My claim is about the severe overestimation of knowledge in what I call the " ex post" historical disciplines, meaning almost all of social science (economics, sociology, political science) and the humanities, everything that depends on the non-experimental analysis of past data. I am convinced that these disciplines do not provide much understanding of the world or even their own subject matter; they mostly fit a nice sounding narrative that caters to our desire (even need) to have a story. The implications are quite against conventional wisdom. You do not gain much by reading the newspapers, history books, analyses and economic reports; all you get is misplaced confidence about what you know. The difference between a cab driver and a history professor is only cosmetic as the latter can express himself in a better way.
There is convincing but only partial empirical evidence of this effect. The evidence can only be seen in the disciplines that offer both quantitative data and quantitative predictions by the experts, such as economics. Economics and finance are an empiricist's dream as we have a goldmine of data for such testing. In addition there are plenty of "experts", many of whom make more than a million a year, who provide forecasts and publish them for the benefits of their clients. Just check their forecasts against what happens after. Their projections fare hardly better than random, meaning that their "stories" are convincing, beautiful to listen to, but do not seem to help you more than listening to, say, a Chicago cab driver. This extends to inflation, growth, interest rates, balance of payment, etc. (While someone may argue that their forecasts might impact these variables, the mechanism of "self-canceling prophecy" can be taken into account). Now consider that we depend on these people for governmental economic policy!
This implies that whether or not you read the newspapers will not make the slightest difference to your understanding of what can happen in the economy or the markets. Impressive tests on the effect of the news on prices were done by the financial empiricist Victor Niederhoffer in the 60s and repeated throughout with the same results.
If you look closely at the data to check the reasons of this inability to see things coming, you will find that these people tend to guess the regular events (though quite poorly); but they miss on the large deviations, these " unusual" events that carry large impacts. These outliers have a disproportionately large contribution to the total effect.

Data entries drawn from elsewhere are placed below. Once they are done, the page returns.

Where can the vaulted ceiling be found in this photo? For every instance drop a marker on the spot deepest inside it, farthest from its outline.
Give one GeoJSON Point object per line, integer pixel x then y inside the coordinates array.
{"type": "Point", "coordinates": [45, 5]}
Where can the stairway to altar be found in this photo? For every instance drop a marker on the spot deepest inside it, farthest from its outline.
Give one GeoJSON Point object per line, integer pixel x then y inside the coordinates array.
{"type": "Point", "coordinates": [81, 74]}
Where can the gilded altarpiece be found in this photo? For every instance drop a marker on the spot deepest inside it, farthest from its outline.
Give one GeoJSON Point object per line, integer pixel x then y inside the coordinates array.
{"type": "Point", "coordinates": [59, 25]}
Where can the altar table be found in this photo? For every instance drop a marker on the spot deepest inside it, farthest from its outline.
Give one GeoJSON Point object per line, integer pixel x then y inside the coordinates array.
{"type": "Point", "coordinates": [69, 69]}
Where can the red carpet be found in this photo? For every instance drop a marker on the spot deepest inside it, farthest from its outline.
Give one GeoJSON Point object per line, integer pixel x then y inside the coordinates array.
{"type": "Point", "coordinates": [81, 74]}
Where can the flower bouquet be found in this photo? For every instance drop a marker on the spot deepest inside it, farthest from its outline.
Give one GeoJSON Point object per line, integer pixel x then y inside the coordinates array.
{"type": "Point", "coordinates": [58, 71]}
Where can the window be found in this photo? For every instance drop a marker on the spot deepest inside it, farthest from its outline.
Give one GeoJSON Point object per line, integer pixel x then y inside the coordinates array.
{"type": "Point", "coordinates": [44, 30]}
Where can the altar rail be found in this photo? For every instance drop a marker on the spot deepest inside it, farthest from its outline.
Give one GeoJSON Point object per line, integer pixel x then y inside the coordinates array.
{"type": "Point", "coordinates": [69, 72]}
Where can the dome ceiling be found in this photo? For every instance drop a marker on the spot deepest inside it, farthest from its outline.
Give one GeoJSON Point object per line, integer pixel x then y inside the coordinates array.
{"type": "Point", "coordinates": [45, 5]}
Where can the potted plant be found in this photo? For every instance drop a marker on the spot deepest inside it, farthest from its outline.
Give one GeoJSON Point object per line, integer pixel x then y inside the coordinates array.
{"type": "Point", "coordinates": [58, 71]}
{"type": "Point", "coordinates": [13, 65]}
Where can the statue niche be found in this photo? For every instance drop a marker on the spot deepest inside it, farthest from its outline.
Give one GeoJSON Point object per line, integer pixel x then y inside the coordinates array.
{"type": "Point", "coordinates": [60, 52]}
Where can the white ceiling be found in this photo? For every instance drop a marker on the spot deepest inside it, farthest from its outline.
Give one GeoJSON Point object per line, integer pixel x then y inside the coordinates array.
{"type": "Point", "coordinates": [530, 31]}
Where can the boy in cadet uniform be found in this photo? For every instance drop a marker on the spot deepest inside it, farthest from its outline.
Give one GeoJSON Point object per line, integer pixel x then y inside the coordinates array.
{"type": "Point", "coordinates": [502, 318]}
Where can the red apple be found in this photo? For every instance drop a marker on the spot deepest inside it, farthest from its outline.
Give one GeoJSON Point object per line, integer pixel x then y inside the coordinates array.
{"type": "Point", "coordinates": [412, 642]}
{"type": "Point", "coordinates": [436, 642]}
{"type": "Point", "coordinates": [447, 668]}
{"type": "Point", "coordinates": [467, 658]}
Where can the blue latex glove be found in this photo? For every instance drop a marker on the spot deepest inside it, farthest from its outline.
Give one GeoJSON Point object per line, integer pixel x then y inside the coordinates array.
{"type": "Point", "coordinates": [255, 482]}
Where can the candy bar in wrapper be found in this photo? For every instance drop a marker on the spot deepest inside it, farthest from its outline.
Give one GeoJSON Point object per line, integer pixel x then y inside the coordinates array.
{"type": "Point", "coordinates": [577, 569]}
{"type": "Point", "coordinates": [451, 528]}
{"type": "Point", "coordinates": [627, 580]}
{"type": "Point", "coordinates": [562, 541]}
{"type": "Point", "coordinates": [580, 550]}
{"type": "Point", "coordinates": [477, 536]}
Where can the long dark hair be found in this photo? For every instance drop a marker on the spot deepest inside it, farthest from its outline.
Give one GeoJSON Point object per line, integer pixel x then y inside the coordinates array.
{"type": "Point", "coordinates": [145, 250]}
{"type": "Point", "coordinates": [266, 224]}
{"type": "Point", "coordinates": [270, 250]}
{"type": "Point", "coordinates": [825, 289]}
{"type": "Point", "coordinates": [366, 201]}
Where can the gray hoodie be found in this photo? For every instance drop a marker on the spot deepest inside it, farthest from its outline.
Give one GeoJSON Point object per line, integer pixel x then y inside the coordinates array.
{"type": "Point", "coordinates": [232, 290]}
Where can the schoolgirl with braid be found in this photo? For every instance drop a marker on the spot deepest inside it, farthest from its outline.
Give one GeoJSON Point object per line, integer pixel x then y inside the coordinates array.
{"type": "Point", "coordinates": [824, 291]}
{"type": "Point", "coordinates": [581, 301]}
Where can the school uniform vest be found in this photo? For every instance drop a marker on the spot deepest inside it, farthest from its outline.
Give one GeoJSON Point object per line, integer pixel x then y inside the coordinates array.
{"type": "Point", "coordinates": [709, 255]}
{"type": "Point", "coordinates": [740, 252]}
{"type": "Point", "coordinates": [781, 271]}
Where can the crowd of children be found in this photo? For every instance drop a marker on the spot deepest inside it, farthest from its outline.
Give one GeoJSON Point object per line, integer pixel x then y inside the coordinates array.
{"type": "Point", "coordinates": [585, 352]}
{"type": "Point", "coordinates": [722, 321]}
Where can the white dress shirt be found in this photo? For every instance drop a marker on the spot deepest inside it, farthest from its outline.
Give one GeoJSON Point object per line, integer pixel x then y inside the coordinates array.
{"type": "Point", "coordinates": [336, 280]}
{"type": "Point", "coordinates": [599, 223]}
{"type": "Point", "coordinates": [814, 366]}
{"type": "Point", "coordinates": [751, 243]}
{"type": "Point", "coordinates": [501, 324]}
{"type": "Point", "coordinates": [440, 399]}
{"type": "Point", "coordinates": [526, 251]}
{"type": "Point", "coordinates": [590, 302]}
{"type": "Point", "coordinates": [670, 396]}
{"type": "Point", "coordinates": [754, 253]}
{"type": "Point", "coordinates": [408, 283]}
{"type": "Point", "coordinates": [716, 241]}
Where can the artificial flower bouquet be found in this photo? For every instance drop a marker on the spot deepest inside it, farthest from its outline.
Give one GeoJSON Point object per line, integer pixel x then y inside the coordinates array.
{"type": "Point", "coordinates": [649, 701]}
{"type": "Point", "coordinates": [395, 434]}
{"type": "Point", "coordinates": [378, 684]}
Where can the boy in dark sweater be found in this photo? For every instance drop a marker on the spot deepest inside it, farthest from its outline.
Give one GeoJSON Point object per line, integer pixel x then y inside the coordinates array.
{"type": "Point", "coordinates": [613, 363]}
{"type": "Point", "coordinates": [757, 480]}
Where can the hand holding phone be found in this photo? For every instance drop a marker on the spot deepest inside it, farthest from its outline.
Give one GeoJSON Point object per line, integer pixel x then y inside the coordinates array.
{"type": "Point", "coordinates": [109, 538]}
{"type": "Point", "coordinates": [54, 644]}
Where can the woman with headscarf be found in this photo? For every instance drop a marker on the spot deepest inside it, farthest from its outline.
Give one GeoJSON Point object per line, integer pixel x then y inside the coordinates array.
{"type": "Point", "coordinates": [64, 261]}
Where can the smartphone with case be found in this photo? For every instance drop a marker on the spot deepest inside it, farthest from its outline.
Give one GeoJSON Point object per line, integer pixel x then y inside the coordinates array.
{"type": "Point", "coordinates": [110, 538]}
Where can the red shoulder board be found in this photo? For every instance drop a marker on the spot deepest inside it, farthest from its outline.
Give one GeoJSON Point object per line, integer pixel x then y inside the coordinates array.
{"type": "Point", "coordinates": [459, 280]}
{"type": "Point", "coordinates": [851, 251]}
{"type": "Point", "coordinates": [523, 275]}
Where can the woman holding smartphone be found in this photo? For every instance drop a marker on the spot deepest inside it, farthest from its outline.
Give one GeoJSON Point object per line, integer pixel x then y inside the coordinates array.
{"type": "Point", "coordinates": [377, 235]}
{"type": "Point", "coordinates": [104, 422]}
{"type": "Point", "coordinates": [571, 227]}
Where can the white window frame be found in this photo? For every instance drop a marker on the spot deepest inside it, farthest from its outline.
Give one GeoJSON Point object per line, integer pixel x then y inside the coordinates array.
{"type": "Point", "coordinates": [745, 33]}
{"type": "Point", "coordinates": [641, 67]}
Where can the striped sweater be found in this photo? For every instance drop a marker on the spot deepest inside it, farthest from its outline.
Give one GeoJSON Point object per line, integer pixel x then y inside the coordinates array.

Now I am convinced, yet cannot prove it quantitatively, that such overestimation can be generalized to anything where people give you a narrative-style story from past information, without experimentation. The difference is that the economists got caught because we have data (and techniques to check the quality of their knowledge) and historians, news analysts, biographers, and "pundits" can hide a little longer. Basically historians might get a small trend here and there, but they did miss on the big events of the past centuries and, I am convinced, will not see much coming in the future. It was said: "the wise see things coming". To me the wise persons are the ones who know that they can't see things coming.